En nuestros tiempos, los carismas y los dones del Espíritu Santo resultan
cada vez más visibles; a veces incluso podríamos decir que excesivamente.
Esta situación requiere una orientación a fin de que la gente aprenda a
identificar adecuadamente los carismas y de que estos sean realmente
ejercitados para el bien de toda la Iglesia (cf. 1 Co 12-14). Proporcionar
elementos de discernimiento espiritual debería contribuir a detectar la
autenticidad de una experiencia espiritual y su conformidad con la doctrina
de la Iglesia, evitando así desviaciones e iluminando las "experiencias
espirituales" de los creyentes.
Termino esta reflexión haciendo una invitación a leer, estudiar y analizar
la relación final de la quinta fase del Diálogo católico-pentecostal, que se
publicará próximamente.
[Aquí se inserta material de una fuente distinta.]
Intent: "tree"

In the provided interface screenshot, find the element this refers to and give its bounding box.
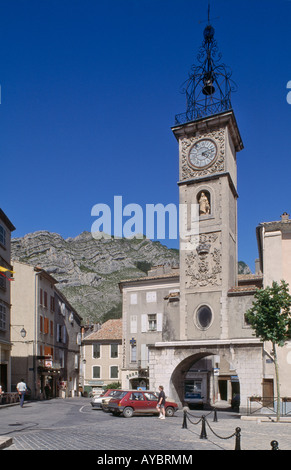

El texto ofrecerá la posibilidad de recorrer, sobre
la base de fuentes bíblicas y patrísticas, el camino de fe, conversión,
discipulado, experiencia comunitaria, y percibir la acción del Espíritu
Santo (de modo especial con respecto al bautismo en el Espíritu). Los
miembros del Diálogo presentan reflexiones comunes sobre cada uno de estos
aspectos en la situación actual, tratando de destacar no sólo la belleza de
la vida cristiana, sino también su dinamismo desde los orígenes. El
documento está articulado en tres puntos: cómo se llega a ser cristiano
según la Biblia; qué sucedió durante el período patrístico; y cuáles son los
enfoques pastorales actuales de ambas comunidades.